To introduce a measure of standardisation the amount of milk can be fixed at a certain known concentration. This is done by reacting a known concentration of high grade papain with the milk. The concentration of milk powder solution can then be adjusted to obtain the desired clotting time under fixed reaction conditions. The 'activity of pure papain' at this known amount of milk can then be calculated. Testing the sample papain under the same reaction conditions and same (known) amount of milk will then give an activity relative to the pure papain.
The second method is based on the science of the absorption of light known as absorptiometry. This is the analytical technique for measuring the amount of radiation (or 'colour' of light) absorbed by a chemical solution.
It is known that, for example, a yellow-coloured solution will absorb blue light. (Blue is the 'complement colour' to yellow). The greater the concentration of yellow in the solution the more the absorption of blue light. This is a useful discovery because certain products of chemical reactions are coloured. The more intense the colour, the greater the concentration of product. Therefore by shining the relevant complement colour through the sample liquid the amount of light absorbed can be related to the concentration of product.
Not all 'colours' (or radiations of light) are visible to the human eye.
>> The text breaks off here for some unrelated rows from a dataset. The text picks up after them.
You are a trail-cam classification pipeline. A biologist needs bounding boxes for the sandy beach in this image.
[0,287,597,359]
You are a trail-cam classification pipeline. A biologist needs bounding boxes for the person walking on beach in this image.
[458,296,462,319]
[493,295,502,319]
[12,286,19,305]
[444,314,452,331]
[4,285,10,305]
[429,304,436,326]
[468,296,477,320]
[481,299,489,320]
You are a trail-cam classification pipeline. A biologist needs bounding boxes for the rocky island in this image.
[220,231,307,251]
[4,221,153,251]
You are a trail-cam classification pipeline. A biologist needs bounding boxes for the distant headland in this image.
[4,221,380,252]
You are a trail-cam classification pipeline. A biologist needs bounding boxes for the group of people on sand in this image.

The technique used when the 'colours' extend beyond the visible spectrum is known as spectrophotometry and the instrument used is called a spectrophotometer.
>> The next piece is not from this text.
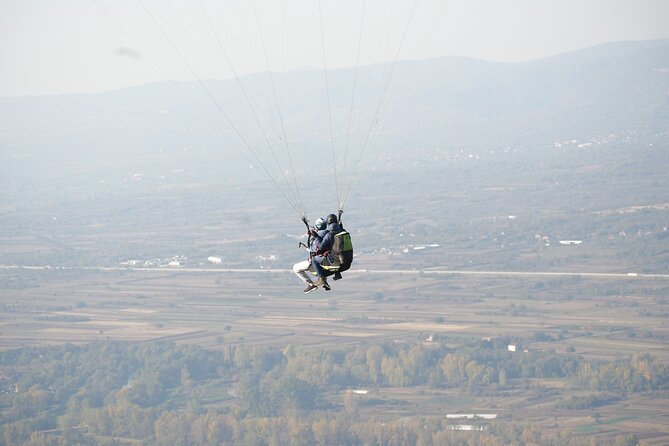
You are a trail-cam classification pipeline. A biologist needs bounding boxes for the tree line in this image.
[0,338,669,445]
In the second method to determine the activity of a papain sample, a known amount of papain sample is mixed with a fixed amount of casein (the protein found in milk). The reaction is allowed to proceed for 60 minutes at 40°C. After this time, the reaction is stopped by the addition of a strong acid.
The product of the reaction is known as tyrosine which is known to absorb ultra-violet light (invisible to the human eye). The solutions containing the tyrosine are prepared for analysis using the spectrophotometer. The amount of ultra-violet light absorbed by the solution can be related to the number of tyrosine units produced by the papain sample. Hence the greater this number, the greater the activity of the papain sample.
World trade in papain[edit | edit source]
The principal producers of crude papain are Zaire, Tanzania, Uganda and Sri Lanka. Most of the spray-dried papain comes from Zaire.
The principal importing countries are the United States, Japan, United Kingdom, Belgium and France. Almost all the best quality papain goes to the United States.
Crude papain is used, in Britain, in the brewing industry for chill-proofing beer and lager. However, the increasing trend for additive free beers initiated by other European countries is taking effect in Britain and so this market for papain is declining. Another use for papain is in the meat industry for the tenderisation of meat and the production of meat tenderising powders.